1 “Take heed that you do not do your charitable deeds before men, to be seen by them. Otherwise you have no reward from your Father in heaven.
2 Therefore, when you do a charitable deed, do not sound a trumpet before you as the hypocrites do in the synagogues and in the streets, that they may have glory from men. Assuredly, I say to you, they have their reward.
3 But when you do a charitable deed, do not let your left hand know what your right hand is doing,
4 that your charitable deed may be in secret; and your Father who sees in secret will Himself reward you openly.
charitable deeds (v.1) — from a word closely aligned with the word “merciful”
trumpet (v.4) — This is a picture of the popular method of the hour in which Jesus lived. It is an actual piece of portraiture. Some Pharisee, intending to distribute gifts, would come to a conspicuous place in the city, and blow a small silver trumpet, at which there would gather round him the maimed, the halt, the blind. Then, with a great show of generosity, he would scatter gifts upon them. — Morgan, page 60.
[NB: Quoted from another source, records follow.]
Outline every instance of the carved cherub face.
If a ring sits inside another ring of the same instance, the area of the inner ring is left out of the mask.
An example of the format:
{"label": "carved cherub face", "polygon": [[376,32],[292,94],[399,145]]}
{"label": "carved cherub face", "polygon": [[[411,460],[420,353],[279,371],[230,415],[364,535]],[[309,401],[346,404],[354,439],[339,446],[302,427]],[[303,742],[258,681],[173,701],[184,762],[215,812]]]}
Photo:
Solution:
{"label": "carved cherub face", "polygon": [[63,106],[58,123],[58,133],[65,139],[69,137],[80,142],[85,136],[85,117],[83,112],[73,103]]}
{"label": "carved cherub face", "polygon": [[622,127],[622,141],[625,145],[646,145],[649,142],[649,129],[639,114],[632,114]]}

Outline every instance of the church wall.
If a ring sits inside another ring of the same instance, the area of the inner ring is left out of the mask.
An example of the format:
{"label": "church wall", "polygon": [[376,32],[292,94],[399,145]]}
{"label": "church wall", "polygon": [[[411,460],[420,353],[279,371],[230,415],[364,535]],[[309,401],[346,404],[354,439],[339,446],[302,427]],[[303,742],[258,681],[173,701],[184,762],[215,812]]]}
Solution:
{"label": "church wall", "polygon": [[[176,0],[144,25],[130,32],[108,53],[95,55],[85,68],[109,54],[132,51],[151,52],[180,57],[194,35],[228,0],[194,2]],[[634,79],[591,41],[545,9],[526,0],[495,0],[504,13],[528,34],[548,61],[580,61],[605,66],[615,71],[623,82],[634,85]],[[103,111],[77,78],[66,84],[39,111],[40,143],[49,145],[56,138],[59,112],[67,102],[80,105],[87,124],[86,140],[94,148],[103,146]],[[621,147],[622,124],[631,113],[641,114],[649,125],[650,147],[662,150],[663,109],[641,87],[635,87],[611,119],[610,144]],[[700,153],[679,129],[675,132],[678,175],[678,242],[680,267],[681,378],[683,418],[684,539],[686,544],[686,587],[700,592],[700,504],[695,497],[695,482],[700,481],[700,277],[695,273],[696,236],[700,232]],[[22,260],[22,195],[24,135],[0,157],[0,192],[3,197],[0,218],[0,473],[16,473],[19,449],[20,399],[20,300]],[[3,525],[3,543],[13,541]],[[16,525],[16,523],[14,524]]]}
Christ had previously pronounced blessing on the merciful (Matthew 5:7). The giving of alms was designed to be a display of mercy. The need represented an opportunity; it made it possible for the giver to demonstrate the love of God by meeting the need. The Pharisees had perverted the showing of mercy by using it to demonstrate their piety. They tried to impress men with their liberality. This was so prevalent that beggars sought to station themselves at the approaches to the temple so that they might receive alms from the Pharisees as they entered.
Almsgiving was part of the service in the synagogue, and there we may believe that our Lord gave what He could out of His slender means. There is a veiled irony in the declaration “They have received their reward,” and this adds to its impressive severity. “They receive their pay then and there, and they receive it in full … God owes them nothing. They were not giving, but buying. They wanted the praise of men, they paid for it, and they have got it. The transaction is ended and they can claim nothing more. — Pentecost, page 182.
Of course, under grace, we don’t give in order to receive a reward from men or from God. We give in response to who we are and what we have in Christ. But the principle of serving quietly and without show remains the same.